A propósito de la publicación de Una vida de Pierre Menard, de Michel Lafon, con traducción de César Aira.
Hace tiempo que sospecho que cada libro tiene su propio contexto de lectura. Había reservado para el verano la obra monumental de Paul Ricoeur, La memoria, la historia, el olvido, publicada por el gran pensador francés a los 87 años, cinco antes de su muerte. Pero también había separado la notable traducción y el chispeante estudio preliminar del De cive de Thomas Hobbes, recién aparecido, todo el conjunto una gema de inteligencia urdida por Andrés Rosler.
Como me pareció que debía pagar algún tributo a la ficción, compré al tanteo una novela de Michel Lafon, Una vida de Pierre Menard, en la estela de Borges y de su cuento tan citado, sobre todo por los que no lo han leído. Hecho esto, me mudé temporariamente a una casa de San Isidro, muy cerca del río “de sueñera y de barro”.
Hay lecturas trepidantes –Céline– y las hay hipnóticas. El libro de Lafon promueve este último ejercicio de subyugación. Quedé sometido al texto inmediatamente. Un estilo luminoso y casi alquímico narra la imaginada vida de Pierre Menard, de manera sobria, contenida y plena de rasgos sugeridos y de repliegues irónicos, que le hubieran encantado a Borges. Todo el libro es una celebración del ingenio y la inventiva; una alternativa, al fin, de tanta literatura sexópata y efectista que abunda en nuestros días.
No he estado nunca en Montpellier –en cuya universidad estudiaron Ramon Llull y François Rabelais– ni he transitado los azarosos senderos del Jardin des Plantes en busca de sus soterrados secretos, pero he leído el pequeño libro de Joseph Roth acerca de las “ciudades blancas”, entre ellas Nimes, donde también transcurre la novela.

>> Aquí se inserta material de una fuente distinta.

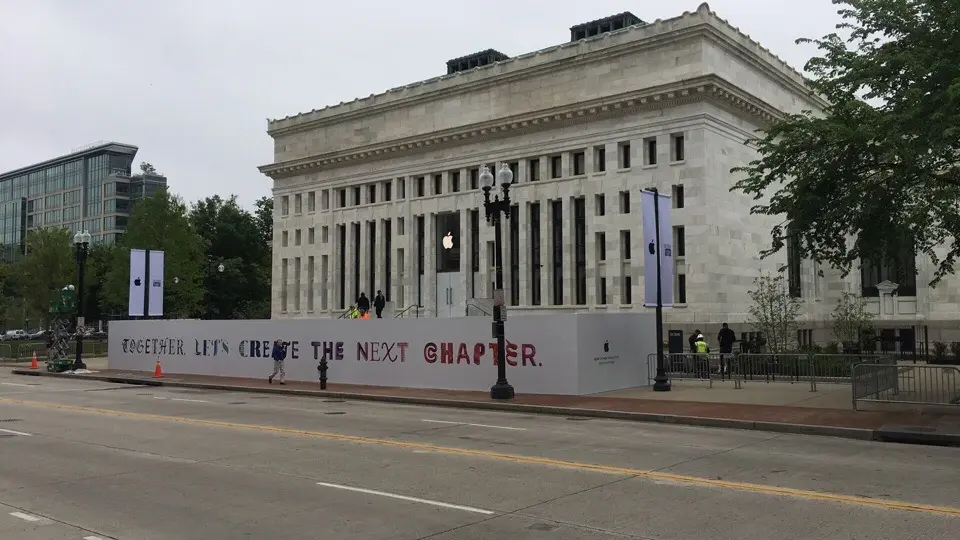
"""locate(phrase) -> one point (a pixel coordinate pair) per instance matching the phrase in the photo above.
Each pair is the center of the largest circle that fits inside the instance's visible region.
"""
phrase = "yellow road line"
(653, 475)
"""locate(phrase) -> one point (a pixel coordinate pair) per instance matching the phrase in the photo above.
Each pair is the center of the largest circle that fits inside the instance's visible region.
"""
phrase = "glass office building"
(90, 189)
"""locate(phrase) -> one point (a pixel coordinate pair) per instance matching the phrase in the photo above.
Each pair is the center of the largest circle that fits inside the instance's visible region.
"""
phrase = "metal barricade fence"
(909, 384)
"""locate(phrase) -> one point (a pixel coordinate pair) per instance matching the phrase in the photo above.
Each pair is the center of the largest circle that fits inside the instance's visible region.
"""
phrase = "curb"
(884, 435)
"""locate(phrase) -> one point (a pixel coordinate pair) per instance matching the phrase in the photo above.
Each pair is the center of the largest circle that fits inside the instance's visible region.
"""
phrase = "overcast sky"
(193, 82)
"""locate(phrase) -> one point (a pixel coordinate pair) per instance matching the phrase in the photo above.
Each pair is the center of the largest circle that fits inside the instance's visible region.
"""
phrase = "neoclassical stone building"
(366, 190)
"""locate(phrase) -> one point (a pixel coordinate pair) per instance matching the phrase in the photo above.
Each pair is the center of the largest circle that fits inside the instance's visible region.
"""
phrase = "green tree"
(233, 237)
(851, 320)
(774, 312)
(49, 264)
(159, 222)
(876, 172)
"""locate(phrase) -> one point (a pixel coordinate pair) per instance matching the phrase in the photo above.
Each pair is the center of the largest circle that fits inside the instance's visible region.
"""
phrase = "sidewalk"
(647, 406)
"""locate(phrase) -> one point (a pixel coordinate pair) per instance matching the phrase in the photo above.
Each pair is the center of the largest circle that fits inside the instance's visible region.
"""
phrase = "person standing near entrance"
(279, 355)
(363, 303)
(379, 302)
(726, 338)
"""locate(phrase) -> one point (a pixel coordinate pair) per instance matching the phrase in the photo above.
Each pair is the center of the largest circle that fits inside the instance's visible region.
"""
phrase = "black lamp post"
(81, 241)
(494, 210)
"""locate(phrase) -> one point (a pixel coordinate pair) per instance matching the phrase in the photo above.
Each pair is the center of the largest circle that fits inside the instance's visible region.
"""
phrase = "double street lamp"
(81, 242)
(494, 209)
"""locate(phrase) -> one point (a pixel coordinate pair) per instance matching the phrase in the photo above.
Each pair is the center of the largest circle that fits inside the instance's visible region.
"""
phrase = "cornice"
(711, 88)
(701, 23)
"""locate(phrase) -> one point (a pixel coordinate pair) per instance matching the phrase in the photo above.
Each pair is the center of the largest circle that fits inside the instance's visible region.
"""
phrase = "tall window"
(420, 260)
(556, 224)
(372, 250)
(342, 267)
(899, 268)
(514, 256)
(535, 258)
(580, 248)
(356, 262)
(474, 250)
(388, 259)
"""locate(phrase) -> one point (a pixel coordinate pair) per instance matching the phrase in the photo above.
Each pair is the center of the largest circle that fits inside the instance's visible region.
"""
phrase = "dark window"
(580, 249)
(388, 247)
(356, 262)
(534, 170)
(579, 163)
(556, 224)
(420, 259)
(474, 249)
(514, 255)
(535, 258)
(899, 268)
(624, 157)
(599, 159)
(793, 269)
(342, 233)
(372, 251)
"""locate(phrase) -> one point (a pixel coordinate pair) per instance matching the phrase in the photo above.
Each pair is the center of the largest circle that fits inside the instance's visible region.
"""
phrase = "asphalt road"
(89, 460)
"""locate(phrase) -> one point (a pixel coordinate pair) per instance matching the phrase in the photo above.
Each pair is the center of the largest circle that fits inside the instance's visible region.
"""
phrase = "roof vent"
(602, 26)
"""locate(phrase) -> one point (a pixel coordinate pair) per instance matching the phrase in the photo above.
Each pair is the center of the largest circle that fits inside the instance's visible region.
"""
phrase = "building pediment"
(710, 88)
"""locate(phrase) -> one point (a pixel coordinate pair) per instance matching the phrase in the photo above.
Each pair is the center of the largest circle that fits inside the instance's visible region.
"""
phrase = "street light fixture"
(494, 209)
(81, 242)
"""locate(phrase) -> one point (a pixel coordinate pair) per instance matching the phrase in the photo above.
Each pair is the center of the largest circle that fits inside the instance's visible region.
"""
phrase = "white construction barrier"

Cuando concluya este comentario –ya la luna riela sobre el río–, Iara mi joven amiga sabia y rubia, que me ha visto cerrar el libro, me someterá a preguntas esenciales que desafiarían a un filósofo, con sus grandes ojos grises, su imperiosa espontaneidad y una taza de té con limón para cada uno. Ella tiene siete años y yo 74 y me adensa el alma el espesor del tiempo, pero somos camaradas de algunas emociones compartidas.
Como escribe Claudio Magris en Alfabetos, su último libro traducido a nuestro idioma, “Un personaje de Borges que pinta paisajes se da cuenta al final de que ha pintado su propio rostro y así sucede a quien habla de libros”. Me parece que Iara ha terminado por saber quién soy, intérprete precoz de aletheia, aquella verdad profunda que hay que develar y que me remite con premura a Mt 18, 1-5. Gracias a Dios, traje la Biblia.